Jung também nos diz que levamos em nosso inconsciente, mais ou menos reprimido, o sexo contrário. “Se essa teoria é certa, as criações vinculadas à inconsciência, como a poesia e a arte seriam, no homem, expressão de feminilidade. O artista seria assim uma combinação da consciência e razão do homem com a inconsciência e a intuição da mulher. E se nessa combinação predomina a inconsciência, a arte é romântica. Caso a consciência predomine, clássica.”
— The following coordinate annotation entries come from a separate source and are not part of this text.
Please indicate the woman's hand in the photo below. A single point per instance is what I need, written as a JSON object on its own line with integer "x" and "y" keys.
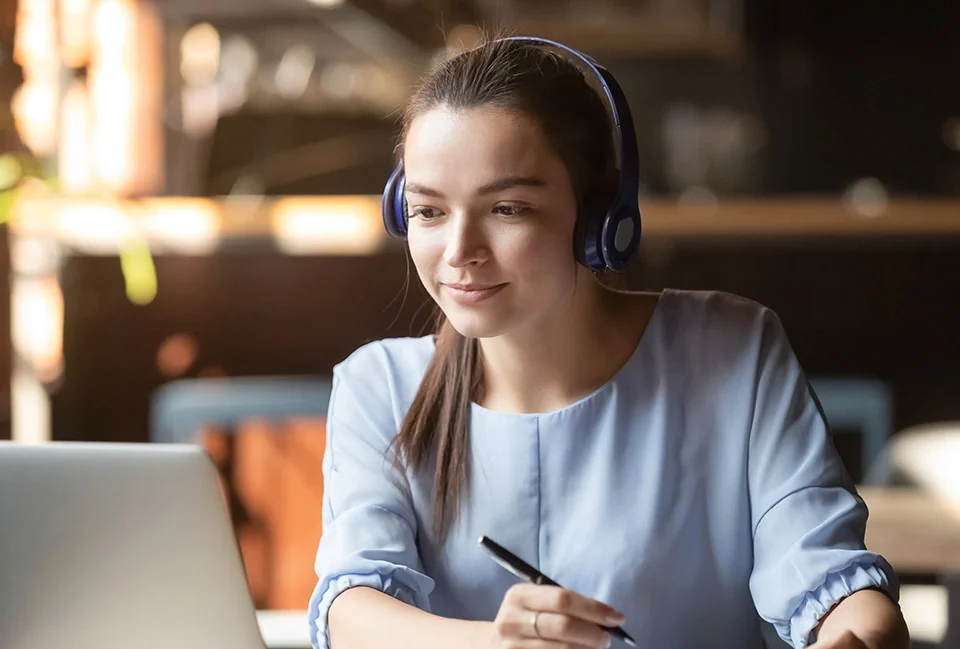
{"x": 549, "y": 617}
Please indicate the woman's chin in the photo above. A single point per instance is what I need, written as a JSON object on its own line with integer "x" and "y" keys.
{"x": 475, "y": 325}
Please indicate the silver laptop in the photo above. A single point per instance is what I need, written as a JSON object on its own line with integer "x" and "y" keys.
{"x": 113, "y": 546}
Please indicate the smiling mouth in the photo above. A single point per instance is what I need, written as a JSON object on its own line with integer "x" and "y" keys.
{"x": 470, "y": 294}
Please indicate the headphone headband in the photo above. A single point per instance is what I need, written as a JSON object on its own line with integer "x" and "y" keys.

“Podemos até mesmo dizer que no homem o sexo é um apêndice, estando logicamente para fora, para o mundo. Na mulher, o sexo está para dentro, para o mistério primordial. No homem o sêmen é ejaculado, sai para o universo; na mulher, entra, penetra. A projeção masculina significa separação, cisão, desvinculação do homem em relação à sua semente. Na mulher, ao contrário, implica fusão, união.”
“Apesar de a mulher ser essencialmente erótica, para ela a relação sexual tem menos importância que a anímica. Enquanto o homem tende a confundir Eros com sexualidade e julga possuir a mulher quando se une sexualmente a ela, em nenhum momento ele a possui verdadeiramente, pois para ela só importa de fato a possessão anímica, a sentimental. Para o arquétipo feminino, Eros constitui uma relação entre almas, sendo o princípio supremo da mulher.”
“Na prostituição pode-se chegar ao sexo no seu estado puro, e, consequentemente, ao último estágio da coisificação, da desesperação. Perceba meu caro, que, mesmo enfeitados, sonoros, asseados, até os melhores prostíbulos são sempre tristes.”
“Podemos também relacionar o masculino com o diurno e o feminino com o noturno. É claro que os dois princípios coexistem em cada ser humano, mas seriam masculinos o dia, a ordem, a consciência e a razão, a lógica e a definição, os ouvidos e os olhos, a origem do clássico e do essencial. Por isso mesmo o masculino é meio esquizoide ao não se contentar, em geral, com essa realidade e passar a construir outras para si.”
“Finalmente, posso lhe afirmar que a mulher, comumente, não necessita mais do que tem dentro de si: leva o mundo e a humanidade inteira em seu próprio seio. Femininos são a noite e o caos, a inconsciência, o corpo, a brandura, a vida e o mistério, o gosto e o tato, a origem do barroco e do romântico, do existencial.”
“E quanto as virtudes da mulher elas o são pelo altruísmo pela espécie, sua capacidade de sacrifício pessoal pelos filhos e pelos homens sob seus cuidados. Mas não nos esqueçamos que tudo possui um contraponto: devido ao fato de seu mundo ser concreto e pequeno, ele situa-se a um passo das mesquinharias e dos ciúmes viscerais.”
Carlos Russo Jr. é escritor.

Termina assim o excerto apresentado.